Le voisin 5 février, 2006
Posted by Michel in Furtif.trackback
Souvent sujet de querelles plus ou moins violentes, le voisin peut aussi être source de bonheur.
Malheureusement pour moi, c’est sur les jeux de l’indifférence voir de la petite mésentente récurrente que se basent mes relations de voisinnage.
Pourquoi ? Aucune idée car même si j’ai fait quelques efforts, la réciproque ne vient pas…dommage…
Alors quand un ami à moi, fort peu dégourdi avec les outils bureautiques me demande de lui taper un poème qu’il a trouvé par hasard et traitant de ce sujet, j’accepte de bon coeur et vous en offre la primeur en 4 strophes :
Le Voisin
Il y a toujours un voisin
Qui dresse un mur dans son jardin
Ou qui vient me tendre la main
Le voisin, c’est celui qui s’enferme chez lui,
Dans sa maison, dans son quartiers dans son pays;
Ou bien celui qui dit « Bonjour! » tous les matins
Qui demande des nouvelles et me donne un coup d’main.
Le voisin c’est l’casse-pied qui cherche des histoires
Ou bien c’est le chic type qui vient souvent me voir.
Le voisin, c’est parfois celui qui me fait peur
Il a une drôle de tête, une mine de bagarreur.
Ou bien c’est l’étranger qui partage avec moi
Son pays, ses idées, ses coutumes et ses joies
On se déclare la guerre comme des ennemis,
Ou on invente des trucs pour devenir amis.
Sur le banc de l’école, chez moi ou dans le train,
Partout, je suis toujours le voisin de quelqu’un
Qui est lui-même voisin de milliers d’autres copains
Les voisins des copains, jusqu’aux pays lointains.
Et, moi aussi, je dresse des murs dans mon jardin,
Ou bien, je suis celui qui vient tendre la main.

J’aime bien ce poème qui reflète bien la réalité
. Mais je trouve dommage que certains voisins soient aussi “pointilleux” et ne cherchent pas à en apprendre plus sur les personnes qui vivent à côté de chez eux.

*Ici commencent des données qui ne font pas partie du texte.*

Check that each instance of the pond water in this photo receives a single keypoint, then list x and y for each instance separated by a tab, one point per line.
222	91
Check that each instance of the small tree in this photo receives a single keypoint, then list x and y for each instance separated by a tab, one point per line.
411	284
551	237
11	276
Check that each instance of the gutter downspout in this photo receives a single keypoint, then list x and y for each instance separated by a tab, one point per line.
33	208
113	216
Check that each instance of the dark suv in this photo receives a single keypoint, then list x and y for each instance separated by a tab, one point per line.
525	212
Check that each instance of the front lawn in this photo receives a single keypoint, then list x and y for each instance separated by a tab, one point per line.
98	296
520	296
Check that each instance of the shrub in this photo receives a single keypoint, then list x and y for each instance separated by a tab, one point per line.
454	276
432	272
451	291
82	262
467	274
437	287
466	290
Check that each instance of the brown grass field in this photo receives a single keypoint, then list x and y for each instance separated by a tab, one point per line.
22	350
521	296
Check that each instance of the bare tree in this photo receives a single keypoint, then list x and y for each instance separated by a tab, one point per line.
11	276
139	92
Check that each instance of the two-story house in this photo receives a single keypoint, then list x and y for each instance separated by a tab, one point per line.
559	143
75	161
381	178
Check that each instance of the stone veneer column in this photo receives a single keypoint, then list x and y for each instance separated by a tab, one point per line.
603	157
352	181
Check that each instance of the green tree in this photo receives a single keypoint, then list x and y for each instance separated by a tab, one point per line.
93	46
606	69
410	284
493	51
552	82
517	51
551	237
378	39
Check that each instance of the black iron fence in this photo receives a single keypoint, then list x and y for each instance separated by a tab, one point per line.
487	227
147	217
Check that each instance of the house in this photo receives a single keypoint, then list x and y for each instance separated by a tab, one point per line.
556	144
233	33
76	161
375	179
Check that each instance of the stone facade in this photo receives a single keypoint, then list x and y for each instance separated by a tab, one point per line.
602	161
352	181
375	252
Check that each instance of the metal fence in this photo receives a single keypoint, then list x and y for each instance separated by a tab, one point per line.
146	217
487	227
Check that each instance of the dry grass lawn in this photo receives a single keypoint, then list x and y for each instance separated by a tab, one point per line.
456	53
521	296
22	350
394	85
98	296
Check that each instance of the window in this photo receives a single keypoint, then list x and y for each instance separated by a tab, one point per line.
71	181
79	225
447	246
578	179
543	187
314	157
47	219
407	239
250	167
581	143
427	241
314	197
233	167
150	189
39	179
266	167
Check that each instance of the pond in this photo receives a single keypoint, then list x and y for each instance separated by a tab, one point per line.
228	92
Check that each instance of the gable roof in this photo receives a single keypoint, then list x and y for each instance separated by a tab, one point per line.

Je pense que de bonnes relations de voisinage sont source d’enrichissement culturel et personnel.
Je décline toute responsabilité concernant les fautes d’orthographes
.
C’est sans doute à cause de l’heure tardive, mais à voir ainsi rapprochés les mots “jardin” et “main”, il me vient des pensées concernant de petites figurines en faïence dont la liberté est la raison d’être du FLNJ. Spéciale dédicace à l’auteur du commentaire précédent
Ceci dit, très joli poème et tellement véridique. On peut aussi bien tomber sur le voisin qui vient souhaiter la bienvenue quand on emménage, comme sur celui qui passe sans décocher un regard alors qu’on essaie de faire monter un lave-linge dans un escalier a priori pas fait pour. Tout fout le camp ma bonne dame.